Another possibility of the origin of spring cleaning can be traced to the ancient Jewish practice of thoroughly cleansing the home in anticipation of the spring-time memorial feast of Passover (Hebrew: פסח pesach). In remembrance of the folktale of the  Jews' hasty flight from Egypt following their captivity there, during the seven-day observance of the Passover memorial or remembrance, there are strict prohibitions against eating or drinking anything which may have been leavened or fermented with yeast (Exodus 12:15, 19). Jews are not only supposed to refrain from leavened foodstuffs (known in Hebrew as חמץ chametz), they are expressly commanded to rid their homes of even small remnants of chametz for the length of the holiday (Exodus 12:15). Therefore, observant Jews conducted a thorough "spring cleaning" of the house, followed by a traditional hunt for chametz crumbs by candlelight (called bedikat chametz [Hebrew: בדיקת חמץ]) on the evening before the holiday begins.
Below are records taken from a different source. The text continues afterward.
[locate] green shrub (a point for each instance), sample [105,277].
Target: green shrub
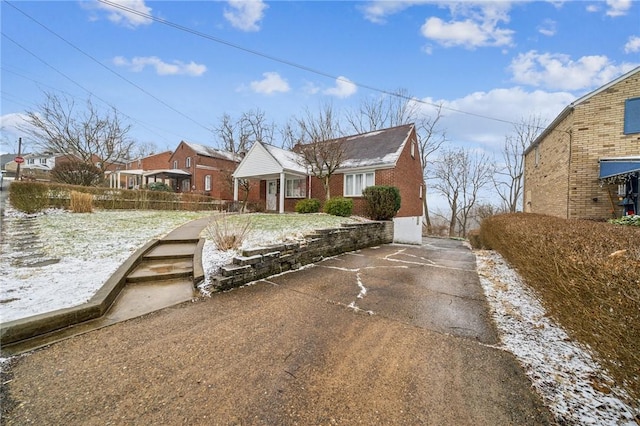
[382,202]
[339,206]
[81,202]
[308,205]
[29,197]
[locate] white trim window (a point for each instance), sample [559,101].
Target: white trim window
[295,188]
[355,183]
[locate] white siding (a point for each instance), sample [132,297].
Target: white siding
[257,162]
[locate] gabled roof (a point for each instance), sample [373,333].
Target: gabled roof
[378,148]
[208,151]
[569,108]
[264,160]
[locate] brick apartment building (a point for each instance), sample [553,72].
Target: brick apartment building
[586,164]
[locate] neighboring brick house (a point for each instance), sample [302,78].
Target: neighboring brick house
[141,171]
[208,170]
[586,164]
[383,157]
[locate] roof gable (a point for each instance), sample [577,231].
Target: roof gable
[569,108]
[376,148]
[208,151]
[263,159]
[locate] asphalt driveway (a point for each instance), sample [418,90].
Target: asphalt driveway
[389,335]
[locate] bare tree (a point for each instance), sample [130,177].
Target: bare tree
[508,179]
[89,134]
[430,139]
[237,136]
[390,110]
[459,176]
[317,139]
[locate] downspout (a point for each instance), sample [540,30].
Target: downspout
[569,172]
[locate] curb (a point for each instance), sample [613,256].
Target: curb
[37,325]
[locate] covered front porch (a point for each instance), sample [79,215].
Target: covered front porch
[135,179]
[282,173]
[625,173]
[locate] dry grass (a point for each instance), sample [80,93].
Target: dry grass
[588,275]
[227,234]
[81,202]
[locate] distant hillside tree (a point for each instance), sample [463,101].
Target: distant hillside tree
[58,125]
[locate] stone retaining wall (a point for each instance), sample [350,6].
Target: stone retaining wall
[258,263]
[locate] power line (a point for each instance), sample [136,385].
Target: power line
[107,68]
[294,64]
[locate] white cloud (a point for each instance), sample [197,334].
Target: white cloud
[560,72]
[245,14]
[123,17]
[488,116]
[633,45]
[272,83]
[547,28]
[343,88]
[618,7]
[473,25]
[376,11]
[139,63]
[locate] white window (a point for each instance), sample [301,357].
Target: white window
[355,183]
[295,188]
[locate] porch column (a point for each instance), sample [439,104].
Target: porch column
[282,183]
[235,189]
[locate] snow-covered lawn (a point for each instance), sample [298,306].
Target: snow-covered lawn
[58,259]
[90,247]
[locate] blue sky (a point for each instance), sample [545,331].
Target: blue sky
[488,63]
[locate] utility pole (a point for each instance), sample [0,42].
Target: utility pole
[19,155]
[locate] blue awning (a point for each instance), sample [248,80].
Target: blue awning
[618,167]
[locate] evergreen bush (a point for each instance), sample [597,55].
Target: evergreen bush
[382,202]
[339,206]
[308,205]
[29,197]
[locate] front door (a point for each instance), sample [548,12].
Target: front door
[272,189]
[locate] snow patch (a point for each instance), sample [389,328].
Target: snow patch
[573,385]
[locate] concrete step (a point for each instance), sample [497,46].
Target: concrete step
[172,250]
[133,301]
[160,270]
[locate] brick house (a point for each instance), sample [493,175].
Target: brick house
[208,171]
[383,157]
[586,164]
[142,171]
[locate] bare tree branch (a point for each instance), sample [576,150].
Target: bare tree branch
[57,126]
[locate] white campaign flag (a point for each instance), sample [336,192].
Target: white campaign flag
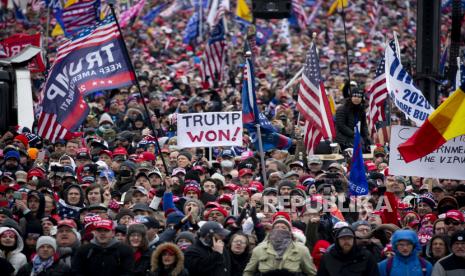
[403,92]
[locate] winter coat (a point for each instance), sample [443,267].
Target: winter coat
[93,259]
[405,265]
[156,262]
[142,265]
[15,257]
[296,259]
[57,269]
[201,260]
[346,117]
[356,262]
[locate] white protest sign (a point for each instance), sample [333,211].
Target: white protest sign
[403,92]
[212,129]
[448,161]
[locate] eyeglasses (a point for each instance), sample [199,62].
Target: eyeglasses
[454,222]
[239,242]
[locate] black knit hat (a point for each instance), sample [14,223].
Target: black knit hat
[123,212]
[137,228]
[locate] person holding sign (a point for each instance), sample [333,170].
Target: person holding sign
[347,115]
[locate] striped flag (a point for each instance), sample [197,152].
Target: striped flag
[313,103]
[214,55]
[129,14]
[377,96]
[76,16]
[91,61]
[298,9]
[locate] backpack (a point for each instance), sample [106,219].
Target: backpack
[422,263]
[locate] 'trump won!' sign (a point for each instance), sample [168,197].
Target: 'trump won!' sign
[211,129]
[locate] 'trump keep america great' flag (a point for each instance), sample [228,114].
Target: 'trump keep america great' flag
[91,61]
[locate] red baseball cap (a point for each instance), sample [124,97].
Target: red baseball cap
[67,222]
[218,209]
[245,171]
[120,151]
[104,224]
[35,172]
[107,152]
[455,215]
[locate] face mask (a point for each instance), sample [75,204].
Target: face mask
[227,164]
[460,200]
[184,245]
[125,173]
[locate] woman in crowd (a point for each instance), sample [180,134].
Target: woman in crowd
[167,260]
[239,252]
[11,245]
[137,238]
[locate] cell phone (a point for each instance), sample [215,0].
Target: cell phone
[17,195]
[41,155]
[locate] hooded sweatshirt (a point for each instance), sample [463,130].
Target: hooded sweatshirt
[405,265]
[13,255]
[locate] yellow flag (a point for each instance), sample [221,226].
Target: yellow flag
[243,11]
[57,30]
[337,5]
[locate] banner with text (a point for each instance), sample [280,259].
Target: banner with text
[403,92]
[448,161]
[12,45]
[212,129]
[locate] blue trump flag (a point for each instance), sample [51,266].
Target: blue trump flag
[271,139]
[358,184]
[93,60]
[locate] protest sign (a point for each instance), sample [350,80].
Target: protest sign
[12,45]
[403,92]
[448,161]
[212,129]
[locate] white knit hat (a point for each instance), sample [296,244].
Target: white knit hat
[46,240]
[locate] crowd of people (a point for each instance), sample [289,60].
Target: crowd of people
[123,200]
In North America and northern Europe, the custom found an especially practical value due to those regions' continental and wet climates. During the 19th century in America, prior to the advent of the vacuum cleaner, March was often the best time for dusting because it was getting warm enough to open windows and doors (but not warm enough for insects to be a problem), and the high winds could carry the dust out of the house. For the same reason, modern rural households often use the month of March for cleaning projects involving the use of chemical products which generate fumes.
In Greece, and other Orthodox nations, it is traditional to clean the house thoroughly either right before or during the first week of Great Lent, which is referred to as Clean Week. This also often corresponds with the Julian New Year, or April 1.